HateRedditCantQuitit t1_j0c0og4 wrote on December 15, 2022 at 3:36 PM

This paper has some interesting points we might agree or disagree with, but the headline point seems important and much more universally agreeable:

We have to be much more precise in how we talk about these things.

For example this comment section is fully of people arguing whether current LLMs satisfy ill-defined criteria. It’s a waste of time because it’s just people talking past each other. To stop talking past each other, we should consider whether they satisfy precisely defined criteria.

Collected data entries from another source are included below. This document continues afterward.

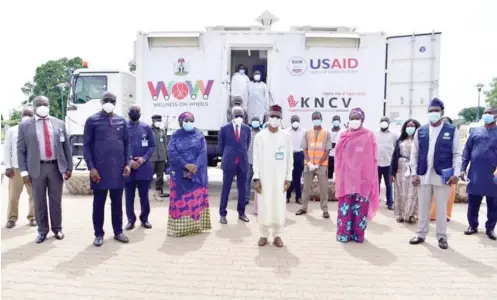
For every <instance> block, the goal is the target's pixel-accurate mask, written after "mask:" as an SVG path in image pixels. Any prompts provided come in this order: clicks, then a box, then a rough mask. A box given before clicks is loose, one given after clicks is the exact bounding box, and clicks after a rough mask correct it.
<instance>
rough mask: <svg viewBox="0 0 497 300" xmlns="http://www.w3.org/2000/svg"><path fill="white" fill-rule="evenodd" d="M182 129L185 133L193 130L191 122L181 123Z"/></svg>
mask: <svg viewBox="0 0 497 300" xmlns="http://www.w3.org/2000/svg"><path fill="white" fill-rule="evenodd" d="M183 129H184V130H186V131H192V130H193V122H183Z"/></svg>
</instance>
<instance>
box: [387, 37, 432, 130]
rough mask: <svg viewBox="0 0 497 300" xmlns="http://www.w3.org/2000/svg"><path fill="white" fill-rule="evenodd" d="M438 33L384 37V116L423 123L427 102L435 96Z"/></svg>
mask: <svg viewBox="0 0 497 300" xmlns="http://www.w3.org/2000/svg"><path fill="white" fill-rule="evenodd" d="M440 42H441V33H440V32H432V33H423V34H412V35H403V36H391V37H388V38H387V45H386V59H385V70H386V71H385V88H384V97H385V106H384V115H386V116H389V117H390V119H391V120H392V121H396V123H402V122H403V121H405V120H406V119H409V118H414V119H417V120H418V121H420V122H421V123H423V122H424V121H425V119H426V113H427V105H428V103H429V101H430V100H431V99H432V98H434V97H438V87H439V78H440Z"/></svg>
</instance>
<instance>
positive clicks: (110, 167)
mask: <svg viewBox="0 0 497 300" xmlns="http://www.w3.org/2000/svg"><path fill="white" fill-rule="evenodd" d="M101 103H102V111H100V112H98V113H96V114H94V115H93V116H91V117H89V118H88V119H87V120H86V123H85V130H84V134H83V141H84V158H85V161H86V165H87V166H88V169H89V170H90V180H91V181H90V182H91V189H92V190H93V227H94V230H95V241H94V242H93V244H94V245H95V246H97V247H99V246H102V244H103V242H104V240H103V237H104V230H103V227H104V209H105V201H106V199H107V194H110V200H111V210H112V228H113V229H114V239H115V240H117V241H119V242H122V243H127V242H129V240H128V238H127V237H126V236H125V235H124V234H123V229H122V226H123V210H122V198H123V189H124V183H125V179H126V177H128V176H129V173H130V172H131V169H130V164H131V156H130V151H129V150H130V149H129V135H128V128H127V124H126V120H125V119H124V118H123V117H121V116H118V115H116V114H114V113H113V111H114V107H115V104H116V96H115V95H114V94H112V93H110V92H105V93H104V94H103V96H102V100H101Z"/></svg>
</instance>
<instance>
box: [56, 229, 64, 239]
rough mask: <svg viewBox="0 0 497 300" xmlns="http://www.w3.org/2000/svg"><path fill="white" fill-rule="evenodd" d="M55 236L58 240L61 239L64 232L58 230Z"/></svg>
mask: <svg viewBox="0 0 497 300" xmlns="http://www.w3.org/2000/svg"><path fill="white" fill-rule="evenodd" d="M55 238H56V239H58V240H59V241H60V240H63V239H64V233H62V231H59V232H57V233H55Z"/></svg>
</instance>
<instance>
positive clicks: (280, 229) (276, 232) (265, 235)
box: [259, 224, 283, 238]
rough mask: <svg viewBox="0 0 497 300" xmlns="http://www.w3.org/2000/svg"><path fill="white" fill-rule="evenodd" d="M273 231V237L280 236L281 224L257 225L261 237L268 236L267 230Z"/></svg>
mask: <svg viewBox="0 0 497 300" xmlns="http://www.w3.org/2000/svg"><path fill="white" fill-rule="evenodd" d="M270 230H271V231H272V232H273V237H281V234H282V233H283V226H281V225H271V226H267V225H263V224H260V225H259V231H260V233H261V237H263V238H268V237H269V231H270Z"/></svg>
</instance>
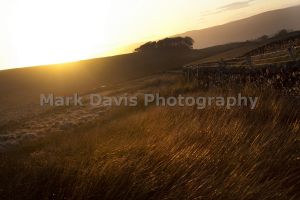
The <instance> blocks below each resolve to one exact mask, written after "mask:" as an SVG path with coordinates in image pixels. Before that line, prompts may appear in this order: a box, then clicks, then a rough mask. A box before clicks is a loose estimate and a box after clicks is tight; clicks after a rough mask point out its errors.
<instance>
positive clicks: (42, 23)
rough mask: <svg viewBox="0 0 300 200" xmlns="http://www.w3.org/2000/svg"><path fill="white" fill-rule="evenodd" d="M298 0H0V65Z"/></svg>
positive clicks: (56, 58)
mask: <svg viewBox="0 0 300 200" xmlns="http://www.w3.org/2000/svg"><path fill="white" fill-rule="evenodd" d="M299 3H300V1H299V0H285V1H282V0H272V1H265V0H249V1H243V0H241V1H231V0H209V1H204V0H189V1H186V0H172V1H171V0H164V1H161V0H152V1H146V0H104V1H103V0H1V1H0V27H1V31H0V69H7V68H14V67H21V66H32V65H41V64H50V63H59V62H66V61H76V60H80V59H87V58H92V57H100V56H107V55H113V54H119V53H127V52H128V51H131V50H132V47H133V46H132V45H130V44H133V43H140V42H145V41H148V40H156V39H159V38H162V37H166V36H170V35H174V34H177V33H181V32H185V31H189V30H195V29H201V28H206V27H210V26H214V25H218V24H223V23H226V22H229V21H233V20H237V19H241V18H244V17H248V16H251V15H255V14H258V13H261V12H264V11H267V10H273V9H278V8H283V7H288V6H292V5H296V4H299ZM129 45H130V46H129Z"/></svg>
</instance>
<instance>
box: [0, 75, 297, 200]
mask: <svg viewBox="0 0 300 200" xmlns="http://www.w3.org/2000/svg"><path fill="white" fill-rule="evenodd" d="M124 92H127V93H129V94H133V93H135V92H152V93H153V92H160V94H161V95H165V96H170V95H178V94H183V95H192V96H217V95H223V96H226V95H236V94H238V93H240V92H241V93H242V94H243V95H249V96H258V97H259V105H258V106H257V108H256V109H255V110H251V109H249V108H233V109H230V110H228V109H226V108H220V107H214V106H212V107H209V108H207V109H204V110H197V109H195V108H193V107H155V106H150V107H144V106H138V107H133V108H129V107H115V108H112V109H110V110H109V111H108V112H107V113H105V114H104V115H103V116H102V117H100V118H99V119H97V120H96V121H94V122H91V123H90V124H86V125H84V126H79V127H77V128H76V129H75V130H70V131H65V132H64V133H63V134H62V133H53V134H50V133H49V135H48V136H47V137H44V138H43V139H41V140H38V141H32V142H25V143H23V144H22V145H21V146H19V147H18V148H17V149H15V150H14V151H10V152H6V153H1V154H0V159H1V162H0V199H112V200H117V199H153V200H154V199H214V200H215V199H220V200H221V199H228V200H232V199H239V200H242V199H245V200H246V199H247V200H249V199H253V200H256V199H263V200H267V199H279V200H281V199H282V200H286V199H293V200H297V199H299V198H300V191H299V187H300V135H299V132H300V112H299V109H298V108H299V106H300V101H299V99H297V98H295V97H289V96H282V95H280V94H279V93H278V91H275V90H271V89H270V90H268V91H266V90H264V89H263V88H262V89H259V88H254V87H252V85H251V84H248V85H246V86H243V87H235V86H230V85H223V86H222V87H220V88H216V89H209V90H205V91H204V90H200V89H198V88H197V87H196V85H195V84H193V83H189V84H187V83H185V82H184V81H183V80H182V77H181V76H180V75H176V74H173V75H172V74H165V75H156V76H153V77H149V78H144V79H140V80H138V81H136V82H129V83H126V85H123V86H122V87H119V88H116V89H115V90H114V91H111V94H119V93H124Z"/></svg>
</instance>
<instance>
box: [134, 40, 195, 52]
mask: <svg viewBox="0 0 300 200" xmlns="http://www.w3.org/2000/svg"><path fill="white" fill-rule="evenodd" d="M193 44H194V40H193V39H192V38H191V37H174V38H165V39H162V40H159V41H157V42H155V41H154V42H147V43H146V44H143V45H142V46H140V47H139V48H137V49H135V51H136V52H156V51H160V52H161V51H166V52H168V51H172V50H176V51H179V50H180V51H183V50H191V49H193Z"/></svg>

evil0sheep t1_j0eif3i wrote on December 16, 2022 at 1:34 AM

When we make a student read a book we test whether they understand that book by having them write a report on it and reviewing whether that report makes sense. If the report make sense, and it seems they extracted the themes of the book correctly, then we assess that they understood the book. So if I feed an LLM a book and it can generate me a report about the book, and that report makes sense captures the themes of the book, why should I not assess that the LLM understood the book?

When I interview someone for a job I test their understanding of domain knowledge by asking them subtle and nuanced questions about the domain and assessing whether their responses capture the nuance of the domain and demonstrate understanding of it. If I can ask an LLM nuanced questions about a domain, and it can provide nuanced and articulate answers about the domain, why should I not assess that it understands the domain?

This whole "its just a statistical model bro, you're just anthropomorphizing it" thing is such a copout. 350GB of weights and biases is plenty of space to store knowledge about complex topics, its plenty of space to store real high level understanding of the complex, nuanced relationships between the concepts that the words represent. I don't think its smart because I can ask it to write me a story and then give it nuanced critical feedback on its story and it can rewrite the story in a way that incorporates the feedback. Like I don't know how you can see something like this and not think that it has some sort of like real understanding of the concepts that the language encodes. It seems bizarre to me

HateRedditCantQuitit t1_j0f3ilt wrote on December 16, 2022 at 4:18 AM

If you give me a precise enough definition of what you mean by ”understanding” we can talk, but otherwise we’re not discussing what gpt does, we’re just discussing how we think english ought to be used.